Sometimes I feel the need to reaffirm all of it, the whole unhappy territory and all the things loved and unlovable in it, for all of it is part of me.
Ralph Ellison, Invisible Man
Die Idee, einen Schwarzen, von dem nicht gesagt wird, dass er schwarz ist, ja, von dem die meisten Leser wohl annehmen, er sei weiß, oder sich die Frage, ob schwarz oder weiß, gar nicht erst stellen, bevor sie am Ende darauf gestoßen werden, zu einer der Hauptfiguren meines Romans Vier Tage, drei Nächte zu machen, ist mir beim Lesen von Toni Morrisons Essay „Beunruhigende Krankenschwestern und die Freundlichkeit der Haie“ gekommen, abgedruckt in dem Band Im Dunkeln spielen. Darin bezieht sie sich auf eine Figur in Hemingways Roman Haben und Nichthaben, einen Mann, zur Besatzung eines Fischfangbootes gehörig, von dem sie mit der größten Selbstverständlichkeit schreibt, er sei weiß, und als Begründung für diese Feststellung nur angibt: „… und das wissen wir, weil niemand es erwähnt.“ Gleichzeitig beanstandet sie, dass ein anderes Besatzungsmitglied als „Nigger“1 eingeführt wird, „mit all seinen Implikationen von Hautfarbe und Kaste“, ohne dass man über diese Figur jemals viel darüber hinaus erführe, weil damit ohnehin alles klar ist.

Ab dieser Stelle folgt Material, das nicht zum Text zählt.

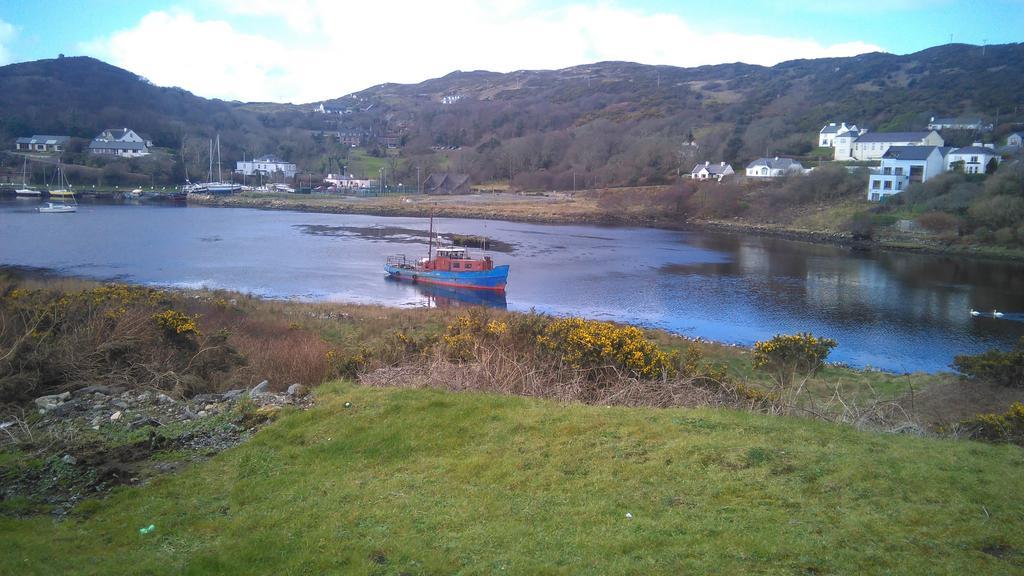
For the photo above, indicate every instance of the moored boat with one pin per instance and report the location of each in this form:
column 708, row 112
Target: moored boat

Haben und Nichthaben ist im Original bereits 1937 erschienen, in deutscher Übersetzung erst 1951, aber weil die allzu deutlichen Vorausannahmen, wenn wir einer Figur in einem Roman zum ersten Mal begegnen, immer noch zu oft alten Mustern folgen, hat mich das dazu gebracht, damit zu spielen. Mein einziges Bedauern dabei ist, dass die Erkenntnis, was wir alles schon zu wissen glauben und wie sehr wir von festen Erwartungen ausgehen, bis es dann doch vielleicht ganz anders kommt, keine Überraschung mehr sein kann, wenn das Geheimnis erst einmal gelüftet ist. Jedenfalls bin ich so zu der „afrikanischen“ oder vielmehr „afrikanistischen Präsenz“ in meinem Roman gelangt, um noch ein Wort von Toni Morrison aufzugreifen.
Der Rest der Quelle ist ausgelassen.